Existing solutions to this problem introduce their own problems. Splitting alignment files on disk results in substantial write amplification, requires disk I/O made slower by the need to seek between many inputs, and may delay data processing until the file has been completely split, slowing the development cycle. Although standard utilities like `pysam` can stream and dispatch records after serializing them as strings, this is slow and requires complex manual implementation.

`sam-dealer` combines standard tools to stream-dispatch SAM/BAM/CRAM records to persistent jobs simply, rapidly, and with low memory pressure.
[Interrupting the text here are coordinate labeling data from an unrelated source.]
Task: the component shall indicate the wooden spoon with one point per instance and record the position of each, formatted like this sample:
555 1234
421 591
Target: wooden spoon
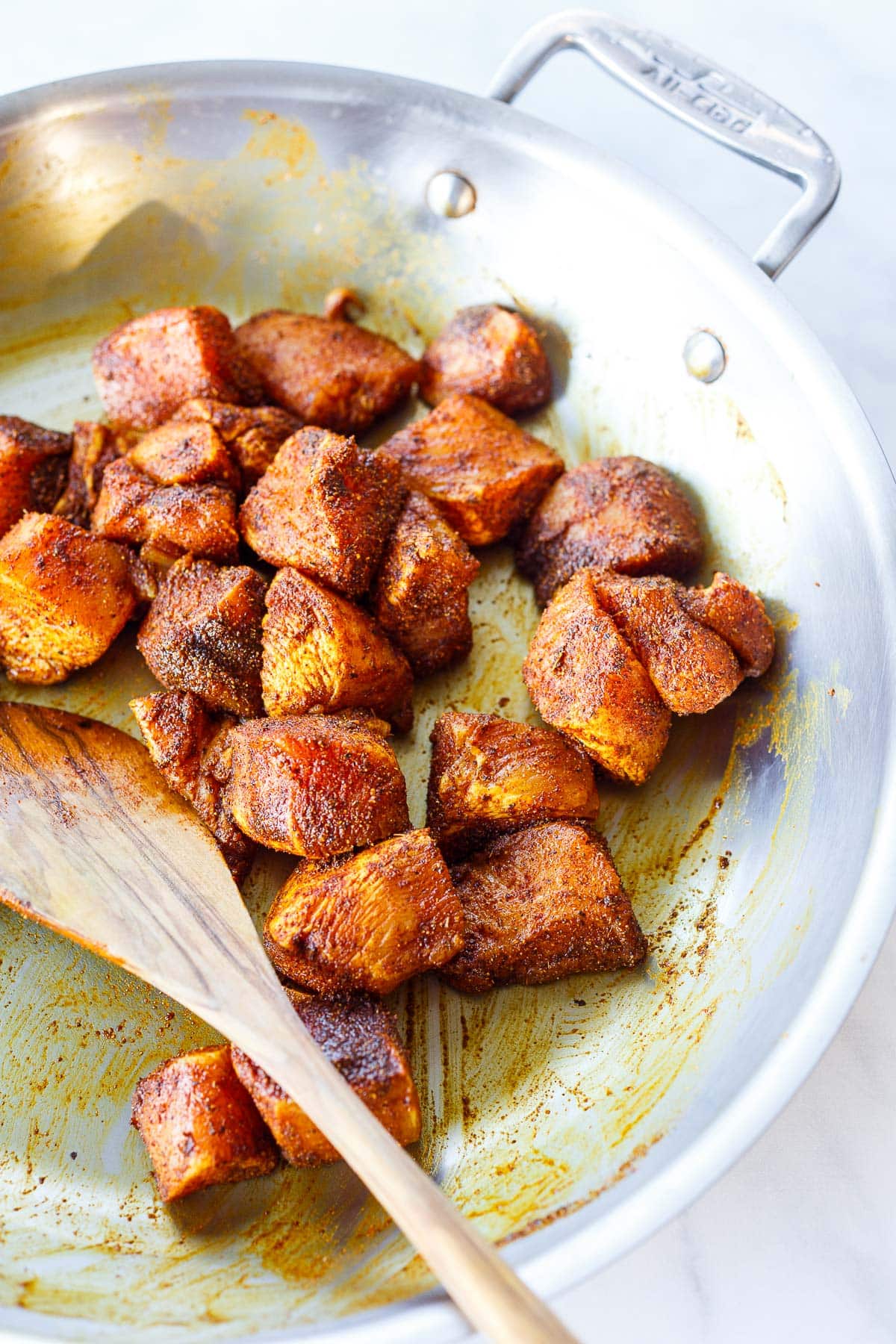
94 844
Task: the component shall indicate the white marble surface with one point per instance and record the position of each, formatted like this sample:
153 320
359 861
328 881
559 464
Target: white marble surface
798 1241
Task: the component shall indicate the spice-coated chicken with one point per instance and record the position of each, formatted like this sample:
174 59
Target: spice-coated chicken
489 776
367 922
324 507
203 633
489 352
323 653
326 371
480 470
190 746
615 512
421 593
539 905
359 1035
65 594
314 785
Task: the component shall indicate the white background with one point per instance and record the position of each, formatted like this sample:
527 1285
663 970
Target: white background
798 1242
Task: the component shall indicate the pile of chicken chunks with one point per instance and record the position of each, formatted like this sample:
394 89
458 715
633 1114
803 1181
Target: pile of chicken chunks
292 585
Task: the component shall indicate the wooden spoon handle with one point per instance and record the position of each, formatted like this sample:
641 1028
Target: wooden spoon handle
492 1297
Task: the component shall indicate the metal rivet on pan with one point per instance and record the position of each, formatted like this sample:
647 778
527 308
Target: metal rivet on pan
704 356
450 195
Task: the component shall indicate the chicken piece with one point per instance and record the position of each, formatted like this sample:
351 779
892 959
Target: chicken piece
252 433
203 633
481 470
321 652
324 507
65 596
34 463
93 448
168 519
585 679
314 785
199 1124
738 616
489 776
692 668
539 905
190 747
152 364
489 352
421 591
326 371
186 455
361 1036
617 512
367 922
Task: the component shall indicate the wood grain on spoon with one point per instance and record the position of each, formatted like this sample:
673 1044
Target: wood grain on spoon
94 844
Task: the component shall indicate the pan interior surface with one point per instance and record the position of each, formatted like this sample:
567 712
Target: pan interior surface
546 1109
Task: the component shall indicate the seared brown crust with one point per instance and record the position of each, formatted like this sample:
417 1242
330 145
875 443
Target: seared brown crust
252 433
63 598
361 1038
200 1125
188 745
615 512
324 507
739 617
328 373
491 776
481 470
171 519
186 455
321 652
585 679
94 447
152 364
34 463
314 785
489 352
421 591
541 905
203 633
368 922
692 668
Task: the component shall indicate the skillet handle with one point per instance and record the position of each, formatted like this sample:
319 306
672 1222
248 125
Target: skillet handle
703 96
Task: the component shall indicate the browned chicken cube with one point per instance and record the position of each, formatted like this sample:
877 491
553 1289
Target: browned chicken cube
152 364
489 776
34 464
692 668
252 433
421 591
186 455
585 679
617 512
190 747
169 519
326 371
314 785
481 470
203 633
361 1036
324 507
199 1124
739 617
489 352
539 905
65 596
321 652
93 448
367 922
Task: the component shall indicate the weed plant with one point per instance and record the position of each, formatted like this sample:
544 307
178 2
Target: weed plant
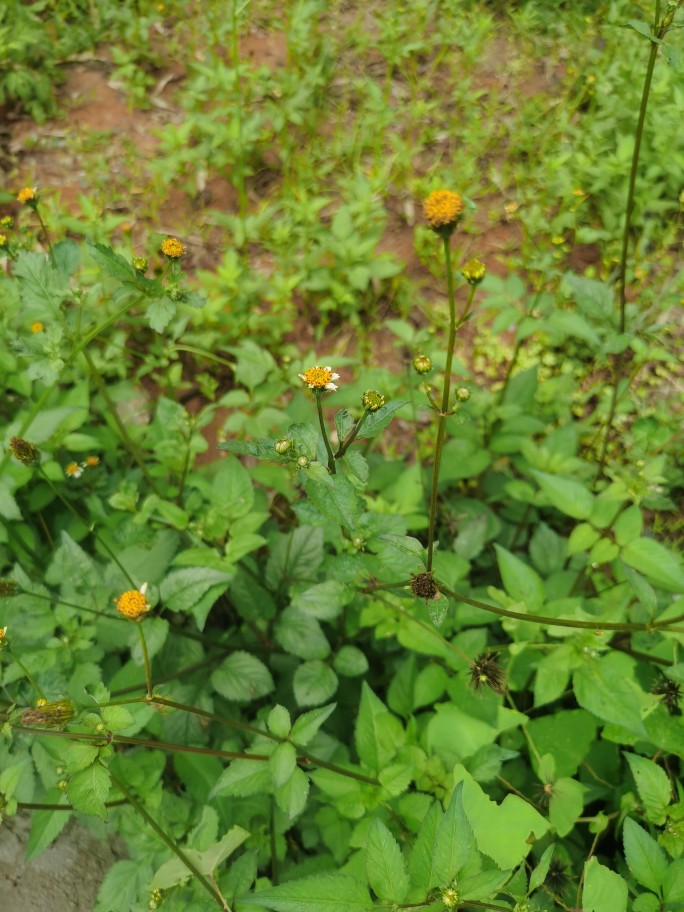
412 642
Conceptually, it works as follows:

* Spin up `J` persistent jobs (user-specified CLI commands that each receive distinct block of records from the input SAM/BAM/CRAM file)
* The input file is divided into `J` input streams, one for each job.
* Each input stream is formed by round-robin batching of `N` linearly consecutive records at a time. The first job gets the first `N` records, the second job gets the next `N` records, and so on in a loop until all records have been processed.
* Input streams flow through a memory buffer (one buffer per job) that spills to disk under memory pressure. This allows all jobs to run independently at maximum speed as long as their buffers are not full, without waiting for the previous job to finish consuming its next batch.
* Importantly, we do *not* initiate one job per batch. Instead, we initiate `J` jobs that receive the concatenation of the header and all the batches that belong to the job as a continuous stream via `stdin`. From the job's perspective, it is streaming in every `J`th block of `N` records over the entire input file.